On the last day they gave me a paper bag full of pills. Three to lower my blood pressure (Lysinopril, Diltiazem, and another in a form like one of those nicotine patches for my skin, Clonadine). My heartbeat was slightly irregular, so they gave me pills with digitalis in them (Digoxin) to try to straighten it out. If it didn't, they were going to give me an electroshock treatment. For until this happened, another pill to thin my blood and prevent a blood clot from forming in a vessel and going to my brain and giving me a stroke (Coumadin). Taking all of them left me with a slightly queasy feeling in my stomach, so I started doing them just before bed, so I would be sleeping during the first effects. I have trouble imagining myself taking such things for the rest of my life. My minister says there are some methods the swamis use to control their blood pressure, I haven't been able to get back with her yet.

I went back to work on the construction site the following Monday, but only to do a few hours a day. My boss told me not to wear myself out, and I've been able to do enough hours to subsist. But I'm wondering if a career change isn't coming up. I don't want to start sitting at a desk all day, but I don't want the level of activity I was used to.

They told me I had to eat a low sodium diet, lay off salt. No more pizza, sausage, ham or cold cuts, flavored potato chips, soy sauce, fast food, canned soup or vegetables, or Mexican or Indian or Italian restaurant food. I even have to watch out for things like bread and pastries, which not only sometimes have lots of salt, but also sodium bicarbonate, baking soda. I didn't have too much trouble adjusting to this in my own cooking; I started using my vegetable steamer a lot, and seasoning meat with garlic and Lawry's seasoned pepper. But the times during lunch break at work became very frustrating (and I don't know how I am going to get thru the next gathering trying to eat out of Rainbow kitchens, where I see them just pouring the salt in). Taking the Coumadin also means no vitamin K (it helps your blood clot).
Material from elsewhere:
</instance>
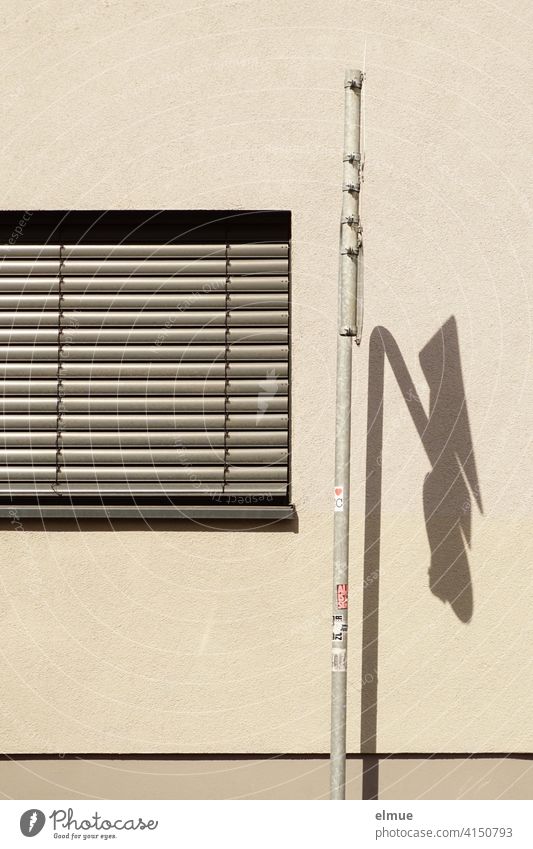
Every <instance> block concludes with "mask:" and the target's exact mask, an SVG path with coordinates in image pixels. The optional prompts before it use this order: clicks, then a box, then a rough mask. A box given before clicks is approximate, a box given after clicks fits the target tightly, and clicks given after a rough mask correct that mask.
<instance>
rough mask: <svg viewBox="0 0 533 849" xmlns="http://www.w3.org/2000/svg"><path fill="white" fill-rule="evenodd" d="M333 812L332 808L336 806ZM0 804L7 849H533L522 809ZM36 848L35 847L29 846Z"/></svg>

So this also means no green leafy vegetables, no lettuce, broccoli, spinach, no soybean products of any kind, and no green tea. Hopefully this will be temporary. I've learned how to make a salad out of red cabbage, carrots, onions, and green peppers with plain vinegar and oil at the salad bar.

About a week after getting out I fired up a bowl of weed just to review where I'd been. I had bought my own blood pressure machine, and I measured myself a few times during the buzz; for a long time I had wondered what pot's effects really were on it. I took a baseline before smoking. Five minutes after toking I found the systole up 50 points and the diastole 30. After an hour and a half it was still up by 20 over 10. My pulse rate also climbed above 100 for a while. I decided I couldn't do juane too often in my condition, and I have to wonder how much all the previous smoking had aggravated it. My future smoking would have to be only occasionally, sacramentally, in a place where I didn't have to do physical exertion and where I could devote all my attention to what I wished it to amplify.

So in conclusion I advise all, if you have high blood pressure, don't ignore it. Lay off the salt, don't do psychotropic drugs nonstop and athletic things while on them, and don't be afraid of doctors. It's good to be alive, I'm gonna make a habit of it.